The partnership was awarded a 5-year, $2.9 million grant to study the implications of a chemical called indoleamine 2,3 dioxygenase, or IDO for short, and its potential role in muting immune response to influenza infection, possibly blunting vaccine response, and encouraging secondary infections such as pneumonia.
An MCG team lead by Drs. Andrew Mellor and David Munn caused a worldwide stir in 1998 when they outlined IDO's natural role in helping to protect a developing fetus, with foreign genetic material from the father, from attack by the mother's immune system. IDO has since been implicated in immune problems such as tumor survival, chronic infections such as HIV and autoimmune diseases.
The chemical might be one reason some vaccines fail to get an adequate immune response, said Dr. Mellor, director of the Immunotherapy Center and Georgia Research Alliance Eminent Scholar Chair in Immunogenetics at MCG.
"Vaccine strategies are full of failures," he said. "We think we've got another angle on this. We may be already in the best vaccines that are available, without knowing it, be avoiding the IDO mechanism. Maybe some of the ones that were really disappointments were actually, speculatively, IDO inducers which would make them not work very well."

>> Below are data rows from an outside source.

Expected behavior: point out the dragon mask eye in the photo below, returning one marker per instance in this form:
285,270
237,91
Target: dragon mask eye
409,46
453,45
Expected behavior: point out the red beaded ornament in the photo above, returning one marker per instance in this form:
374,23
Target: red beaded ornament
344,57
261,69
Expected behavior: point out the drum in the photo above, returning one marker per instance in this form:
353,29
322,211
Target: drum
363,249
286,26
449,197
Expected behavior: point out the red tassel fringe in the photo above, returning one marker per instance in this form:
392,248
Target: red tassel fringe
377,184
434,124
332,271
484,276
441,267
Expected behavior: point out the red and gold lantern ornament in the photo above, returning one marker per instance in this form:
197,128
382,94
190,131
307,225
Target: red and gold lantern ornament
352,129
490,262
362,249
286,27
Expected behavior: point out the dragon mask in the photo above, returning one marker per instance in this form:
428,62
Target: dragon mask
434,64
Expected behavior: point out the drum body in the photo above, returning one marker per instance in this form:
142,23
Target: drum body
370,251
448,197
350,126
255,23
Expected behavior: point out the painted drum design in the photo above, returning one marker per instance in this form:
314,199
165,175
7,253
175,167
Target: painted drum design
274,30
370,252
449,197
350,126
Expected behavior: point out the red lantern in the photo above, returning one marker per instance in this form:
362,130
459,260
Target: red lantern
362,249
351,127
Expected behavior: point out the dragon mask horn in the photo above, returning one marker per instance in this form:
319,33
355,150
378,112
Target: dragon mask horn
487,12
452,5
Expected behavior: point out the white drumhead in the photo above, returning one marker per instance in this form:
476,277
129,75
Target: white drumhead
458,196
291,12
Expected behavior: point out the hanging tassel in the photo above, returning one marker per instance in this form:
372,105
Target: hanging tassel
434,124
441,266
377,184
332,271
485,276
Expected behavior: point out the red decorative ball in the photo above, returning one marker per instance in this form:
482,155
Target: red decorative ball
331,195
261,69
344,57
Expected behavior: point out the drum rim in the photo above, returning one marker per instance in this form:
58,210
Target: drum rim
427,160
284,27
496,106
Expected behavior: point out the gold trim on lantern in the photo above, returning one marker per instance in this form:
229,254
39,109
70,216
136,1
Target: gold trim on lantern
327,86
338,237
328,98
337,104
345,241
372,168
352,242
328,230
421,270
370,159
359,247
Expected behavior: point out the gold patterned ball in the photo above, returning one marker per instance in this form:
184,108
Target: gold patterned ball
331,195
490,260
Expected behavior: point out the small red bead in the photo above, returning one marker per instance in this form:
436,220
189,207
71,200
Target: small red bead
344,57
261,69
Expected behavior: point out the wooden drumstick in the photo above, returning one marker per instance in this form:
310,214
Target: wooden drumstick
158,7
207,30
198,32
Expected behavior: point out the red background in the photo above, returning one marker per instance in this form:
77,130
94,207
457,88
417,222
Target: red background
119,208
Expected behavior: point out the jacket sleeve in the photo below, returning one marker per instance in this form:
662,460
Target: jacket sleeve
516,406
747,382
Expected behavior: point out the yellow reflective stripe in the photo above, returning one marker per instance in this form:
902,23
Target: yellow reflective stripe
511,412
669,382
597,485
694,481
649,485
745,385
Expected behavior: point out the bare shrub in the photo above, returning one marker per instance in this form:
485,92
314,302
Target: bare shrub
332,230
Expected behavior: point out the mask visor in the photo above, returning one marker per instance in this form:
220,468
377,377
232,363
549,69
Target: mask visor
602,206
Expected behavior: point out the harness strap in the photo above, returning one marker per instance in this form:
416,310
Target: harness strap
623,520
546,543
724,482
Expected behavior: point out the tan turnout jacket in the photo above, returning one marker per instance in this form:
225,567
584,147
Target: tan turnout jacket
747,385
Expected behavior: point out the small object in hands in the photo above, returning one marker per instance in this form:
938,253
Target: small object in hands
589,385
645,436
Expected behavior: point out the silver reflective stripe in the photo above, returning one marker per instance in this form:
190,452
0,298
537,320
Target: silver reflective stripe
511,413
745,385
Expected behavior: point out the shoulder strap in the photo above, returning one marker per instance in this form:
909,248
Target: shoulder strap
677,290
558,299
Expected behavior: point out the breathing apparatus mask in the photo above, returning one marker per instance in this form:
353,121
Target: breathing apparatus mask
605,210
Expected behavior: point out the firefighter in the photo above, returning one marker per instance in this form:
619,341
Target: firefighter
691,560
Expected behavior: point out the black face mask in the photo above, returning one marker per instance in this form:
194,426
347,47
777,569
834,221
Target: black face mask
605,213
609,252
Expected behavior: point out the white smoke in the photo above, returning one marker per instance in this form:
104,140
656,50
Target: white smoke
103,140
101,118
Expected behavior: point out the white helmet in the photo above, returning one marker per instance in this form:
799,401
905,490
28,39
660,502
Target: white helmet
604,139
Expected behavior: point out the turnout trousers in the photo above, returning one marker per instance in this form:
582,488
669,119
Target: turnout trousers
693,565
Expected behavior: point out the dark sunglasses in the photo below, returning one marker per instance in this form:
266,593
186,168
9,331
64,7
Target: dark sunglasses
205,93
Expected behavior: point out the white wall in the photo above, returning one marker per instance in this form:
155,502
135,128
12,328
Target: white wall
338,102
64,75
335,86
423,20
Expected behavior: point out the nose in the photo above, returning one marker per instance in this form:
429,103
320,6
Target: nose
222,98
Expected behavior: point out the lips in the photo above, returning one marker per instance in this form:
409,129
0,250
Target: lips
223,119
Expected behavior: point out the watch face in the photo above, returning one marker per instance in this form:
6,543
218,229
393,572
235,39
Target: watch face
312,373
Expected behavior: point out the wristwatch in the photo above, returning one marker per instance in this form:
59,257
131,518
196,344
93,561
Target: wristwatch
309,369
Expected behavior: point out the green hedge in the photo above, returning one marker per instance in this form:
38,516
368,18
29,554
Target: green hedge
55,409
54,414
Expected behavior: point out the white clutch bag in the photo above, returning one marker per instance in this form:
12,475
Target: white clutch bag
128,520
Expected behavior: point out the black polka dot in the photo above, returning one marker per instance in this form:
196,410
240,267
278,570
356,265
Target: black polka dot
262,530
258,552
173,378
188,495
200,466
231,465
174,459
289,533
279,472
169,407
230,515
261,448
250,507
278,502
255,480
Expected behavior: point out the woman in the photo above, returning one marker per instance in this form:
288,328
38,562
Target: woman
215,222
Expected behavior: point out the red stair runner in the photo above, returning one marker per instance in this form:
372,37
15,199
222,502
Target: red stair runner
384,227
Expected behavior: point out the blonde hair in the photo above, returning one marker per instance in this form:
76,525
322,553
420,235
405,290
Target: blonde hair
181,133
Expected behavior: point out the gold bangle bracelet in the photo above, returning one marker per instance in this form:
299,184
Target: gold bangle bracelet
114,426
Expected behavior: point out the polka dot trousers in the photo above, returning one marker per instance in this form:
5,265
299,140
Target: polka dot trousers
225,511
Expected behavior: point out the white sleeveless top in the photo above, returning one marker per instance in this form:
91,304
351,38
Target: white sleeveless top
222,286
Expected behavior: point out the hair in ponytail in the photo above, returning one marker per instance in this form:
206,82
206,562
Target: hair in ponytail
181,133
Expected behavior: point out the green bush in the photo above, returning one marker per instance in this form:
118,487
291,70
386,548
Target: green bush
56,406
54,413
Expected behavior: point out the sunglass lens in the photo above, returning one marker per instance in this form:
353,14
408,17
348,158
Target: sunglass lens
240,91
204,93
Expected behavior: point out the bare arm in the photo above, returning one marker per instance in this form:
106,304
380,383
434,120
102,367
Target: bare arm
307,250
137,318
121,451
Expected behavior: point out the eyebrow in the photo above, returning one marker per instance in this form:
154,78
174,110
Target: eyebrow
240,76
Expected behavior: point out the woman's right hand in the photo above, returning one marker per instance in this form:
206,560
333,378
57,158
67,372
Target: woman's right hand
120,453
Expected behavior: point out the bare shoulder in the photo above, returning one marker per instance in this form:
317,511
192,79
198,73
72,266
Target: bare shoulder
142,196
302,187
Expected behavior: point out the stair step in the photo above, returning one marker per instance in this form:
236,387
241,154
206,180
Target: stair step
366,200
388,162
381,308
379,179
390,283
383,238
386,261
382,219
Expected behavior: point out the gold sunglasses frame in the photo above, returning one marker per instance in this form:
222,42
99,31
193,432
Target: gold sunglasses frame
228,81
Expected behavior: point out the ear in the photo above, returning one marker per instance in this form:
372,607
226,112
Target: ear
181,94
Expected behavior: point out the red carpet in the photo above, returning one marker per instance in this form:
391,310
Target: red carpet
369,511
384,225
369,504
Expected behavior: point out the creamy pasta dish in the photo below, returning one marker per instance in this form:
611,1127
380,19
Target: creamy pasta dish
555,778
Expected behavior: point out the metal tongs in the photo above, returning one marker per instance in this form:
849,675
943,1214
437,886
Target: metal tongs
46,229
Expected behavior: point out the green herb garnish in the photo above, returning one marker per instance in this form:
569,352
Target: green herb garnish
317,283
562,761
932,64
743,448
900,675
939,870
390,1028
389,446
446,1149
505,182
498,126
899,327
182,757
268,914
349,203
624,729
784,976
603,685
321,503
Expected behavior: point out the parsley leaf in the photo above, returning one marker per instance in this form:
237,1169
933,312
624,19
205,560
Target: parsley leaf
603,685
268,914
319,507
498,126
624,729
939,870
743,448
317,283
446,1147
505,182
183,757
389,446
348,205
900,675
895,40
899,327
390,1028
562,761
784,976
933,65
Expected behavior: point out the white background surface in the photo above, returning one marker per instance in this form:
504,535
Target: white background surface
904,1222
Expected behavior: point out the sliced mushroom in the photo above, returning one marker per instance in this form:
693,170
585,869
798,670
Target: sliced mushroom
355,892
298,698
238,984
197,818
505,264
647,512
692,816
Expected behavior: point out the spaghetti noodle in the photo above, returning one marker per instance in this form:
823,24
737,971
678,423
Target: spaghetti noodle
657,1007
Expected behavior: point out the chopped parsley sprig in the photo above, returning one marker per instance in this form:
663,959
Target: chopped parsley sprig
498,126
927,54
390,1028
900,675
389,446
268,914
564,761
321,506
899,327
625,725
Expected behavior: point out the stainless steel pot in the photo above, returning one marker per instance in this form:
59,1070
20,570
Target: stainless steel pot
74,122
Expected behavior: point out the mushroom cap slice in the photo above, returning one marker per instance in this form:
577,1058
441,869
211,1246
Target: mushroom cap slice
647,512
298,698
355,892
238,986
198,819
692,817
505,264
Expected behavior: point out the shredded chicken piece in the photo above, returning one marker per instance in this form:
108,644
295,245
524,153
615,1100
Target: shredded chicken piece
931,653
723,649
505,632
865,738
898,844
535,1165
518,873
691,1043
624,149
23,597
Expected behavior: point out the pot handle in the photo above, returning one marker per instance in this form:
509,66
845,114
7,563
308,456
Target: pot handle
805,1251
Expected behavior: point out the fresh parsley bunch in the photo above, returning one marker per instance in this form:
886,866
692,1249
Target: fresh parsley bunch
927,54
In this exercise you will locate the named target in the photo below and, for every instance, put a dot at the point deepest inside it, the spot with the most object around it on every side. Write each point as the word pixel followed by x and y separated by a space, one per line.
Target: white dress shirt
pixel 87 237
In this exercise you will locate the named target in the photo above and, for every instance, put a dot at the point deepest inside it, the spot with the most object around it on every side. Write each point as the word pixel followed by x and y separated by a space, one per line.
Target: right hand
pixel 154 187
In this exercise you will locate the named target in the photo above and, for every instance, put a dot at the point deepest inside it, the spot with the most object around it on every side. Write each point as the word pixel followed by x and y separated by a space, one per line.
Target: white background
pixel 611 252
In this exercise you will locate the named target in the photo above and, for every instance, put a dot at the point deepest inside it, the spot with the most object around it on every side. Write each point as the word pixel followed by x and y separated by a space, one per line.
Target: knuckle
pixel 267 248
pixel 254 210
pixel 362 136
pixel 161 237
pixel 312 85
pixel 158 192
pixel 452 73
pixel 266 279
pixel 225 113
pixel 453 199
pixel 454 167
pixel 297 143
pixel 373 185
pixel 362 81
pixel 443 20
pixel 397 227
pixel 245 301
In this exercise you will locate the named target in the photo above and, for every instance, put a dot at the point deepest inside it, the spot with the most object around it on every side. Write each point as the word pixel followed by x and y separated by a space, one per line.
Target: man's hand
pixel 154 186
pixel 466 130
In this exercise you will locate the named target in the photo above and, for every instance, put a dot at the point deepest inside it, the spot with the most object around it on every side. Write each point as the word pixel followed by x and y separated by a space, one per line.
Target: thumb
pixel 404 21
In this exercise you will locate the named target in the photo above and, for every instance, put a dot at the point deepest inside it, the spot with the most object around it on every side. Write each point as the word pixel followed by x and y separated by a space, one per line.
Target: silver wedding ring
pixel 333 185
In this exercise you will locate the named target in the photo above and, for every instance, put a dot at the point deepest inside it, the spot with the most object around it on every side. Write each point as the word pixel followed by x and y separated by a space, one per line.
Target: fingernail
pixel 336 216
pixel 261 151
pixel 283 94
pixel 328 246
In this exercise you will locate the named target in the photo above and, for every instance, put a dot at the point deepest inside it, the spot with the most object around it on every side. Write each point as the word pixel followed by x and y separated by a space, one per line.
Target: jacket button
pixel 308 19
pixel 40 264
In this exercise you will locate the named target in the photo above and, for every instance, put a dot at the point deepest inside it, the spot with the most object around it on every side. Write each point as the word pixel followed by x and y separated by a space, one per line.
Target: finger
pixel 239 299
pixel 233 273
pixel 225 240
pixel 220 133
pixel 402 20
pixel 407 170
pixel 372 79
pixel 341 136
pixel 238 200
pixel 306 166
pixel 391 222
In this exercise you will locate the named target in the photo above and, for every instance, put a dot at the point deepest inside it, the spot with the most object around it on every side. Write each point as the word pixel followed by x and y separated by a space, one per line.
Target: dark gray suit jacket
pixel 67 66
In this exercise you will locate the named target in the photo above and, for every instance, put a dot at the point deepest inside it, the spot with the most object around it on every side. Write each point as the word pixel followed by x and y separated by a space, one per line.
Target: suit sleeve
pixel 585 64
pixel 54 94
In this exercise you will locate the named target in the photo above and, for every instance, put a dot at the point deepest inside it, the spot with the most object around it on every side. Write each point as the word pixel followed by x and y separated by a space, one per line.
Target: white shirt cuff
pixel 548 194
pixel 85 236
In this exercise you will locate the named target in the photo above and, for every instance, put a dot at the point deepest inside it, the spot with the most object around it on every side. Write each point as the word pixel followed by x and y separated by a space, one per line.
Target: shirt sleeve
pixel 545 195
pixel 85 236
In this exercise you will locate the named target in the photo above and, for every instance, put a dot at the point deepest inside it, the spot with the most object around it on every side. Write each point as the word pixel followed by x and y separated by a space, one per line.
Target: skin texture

Some of the things added to vaccines to boost them could actually be having an opposite effect by inducing IDO, Dr. Mellor said. That could have implications for creating vaccines for strains such as H5N1 avian flu, which has long been watched as a potential cause of pandemic flu, said Ralph A. Tripp, a professor of infectious disease and Georgia Research Alliance Eminent Scholar at UGA. That virus is a concern because it carries a mutation that allows it to cause a much more robust infection in the lungs than seasonal flu, he said. But vaccines from the strain need high doses to induce an adequate immune response, which could mean it needs some type of a boost. Dr. Tripp, who is also associate director of The Regional Center of Excellence for Influenza Research and Surveillance, one of six in the country, said the center's focus has been moved off H5N1 to work on the novel H1N1 virus currently circulating.
"We have the virus in the lab and we're working on it today," he said. What they learn about IDO could definitely be tied into that work later, he said.
"There's very good, strong overlap." Dr. Tripp said. "It's complementary and actually it is as cutting edge as it is going to get."
Earlier work by Dr. Mellor, published in 2006, pointed toward IDO's role in enhancing the progress of secondary infections from pneumonia.
"I kept saying that was an important observation some time ago but it fell on deaf ears," he said.
But now the collaboration aims to explore it. Pneumonia is a complication that is often the actual cause of deaths from influenza, Dr. Tripp said.
Ultimately, it might be the ability to look at all mechanisms to come up with better vaccines.
"That's what they are looking for, new approaches to vaccine development," Dr. Tripp said. "And this is the perfect time."